Die Schaden ist nicht auf eine einzelne Branche beschränkt, sondern hat alle Bereich erfasst:

„Auf österreichischer Seite sind durch die Sanktionen in erster Linie Lebensmittelexporte betroffen. Probleme gibt es auch mit Investitionsgüter-Exporten - dies aber auch bedingt durch eine „Investitions-Unlust“ russischer Unternehmen. Indirekt sind österreichische Zulieferer auch stark von den Rückgängen der deutschen Exportwirtschaft nach Russland betroffen - insbesondere von Einbrüchen bei den deutschen Kfz- und Maschinen-Exporten. Auch der russische Tourismus nach Österreich verzeichnete nach einem Rückgang 2014 um -26 Prozent von Jänner bis Juli 2015 einen weiteren Rückgang von -35 Prozent. Zusätzlich zu den Exporten nach Russland gingen auch die Exporte nach Belarus sowie in die meisten Staaten des Kaukasus und Zentralasiens zurück – in Länder, die eng mit der russischen Wirtschaft verbunden und damit direkt oder indirekt von den Sanktionen mit betroffen sind.

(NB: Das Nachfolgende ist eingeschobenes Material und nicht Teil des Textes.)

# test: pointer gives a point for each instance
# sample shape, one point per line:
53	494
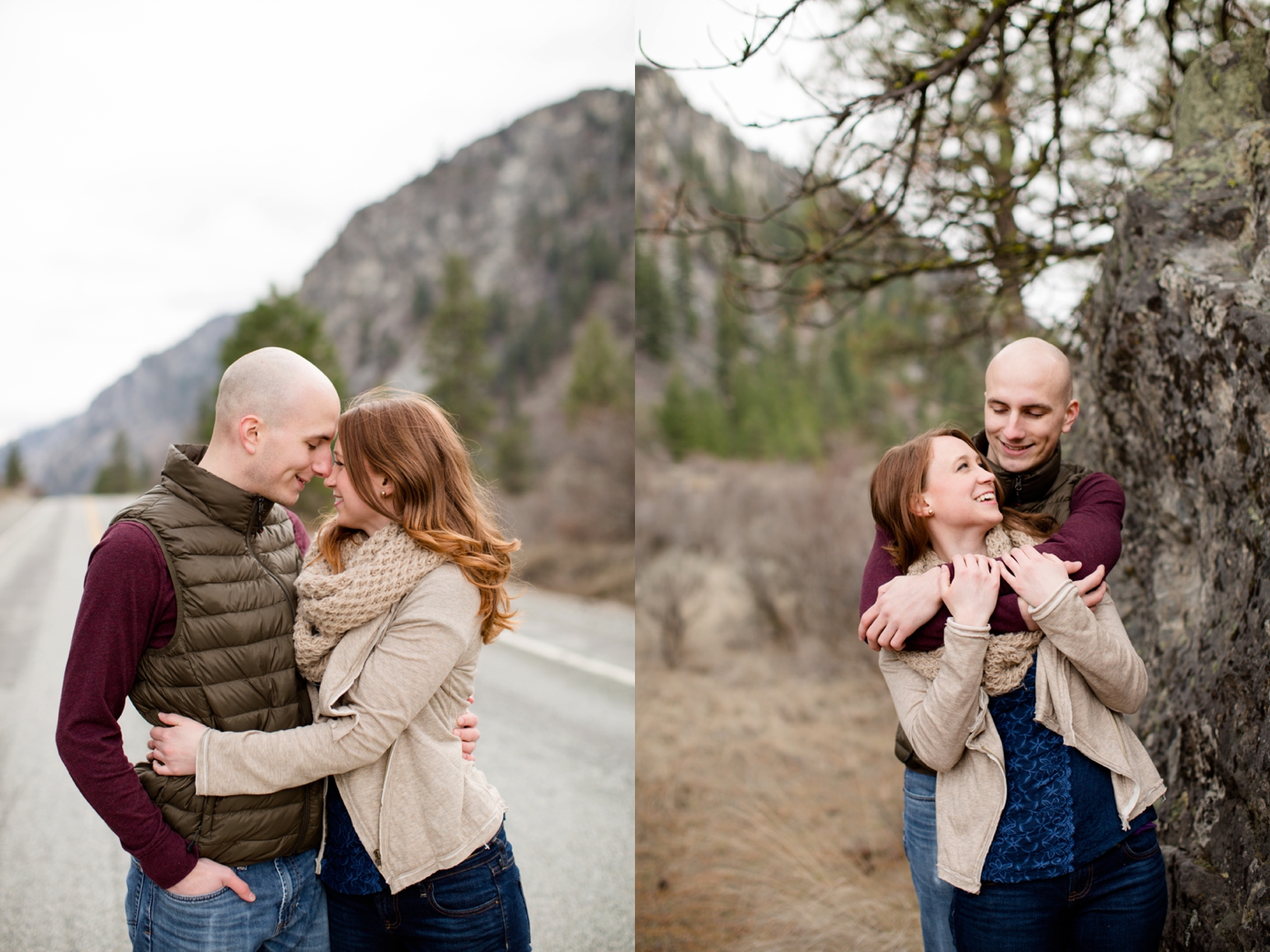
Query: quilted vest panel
233	559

Die Rückgänge der Exporte nach Russland wirken sich auch auf die Transportwirtschaft aus: Österreichische Speditionen verzeichnen ein geringeres Transportaufkommen nach Russland, was auch Folgen auf die Transportpreise und – erträge hat. Besonders gravierende Auswirkungen für die österreichischen Lebensmittelexporte haben die russischen Gegensanktionen betreffend des Verbots des Imports von diversem Obst und Gemüse sowie Milch- und Fleischwaren aus der EU. So gingen die Exporte von Milcherzeugnissen heuer um rund -85% zurück, von Gemüsen und Früchten um -35%. Die österreichischen Fleischexporte brachen heuer wegen der russischen Gegensanktionen komplett ein!

Der WKO-Präsident auf die Frage, wie sich die Situation wieder entspannen kann und ob die Sanktionen sofort aufgehoben werden sollen:

„Eines vorweg: Ich möchte betonen, dass die Wirtschaftskammer Österreich hinter allen internationalen und europäischen Beschlüssen steht und es diesbezüglich unsere Aufgabe ist, unsere Mitgliedsunternehmen über derartige internationale Bestimmungen bestmöglich zu informieren, da wir als Unternehmensvertretung immer darauf hinweisen, dass alle internationalen Sanktionen eingehalten werden müssen. Wir tragen daher Sanktionen der EU oder etwa der UNO mit und halten sie ein. Sanktionen in Richtung Visabeschränkungen und Kontosperren für Einzelpersonen, also zielgerichtet, gehen in Ordnung.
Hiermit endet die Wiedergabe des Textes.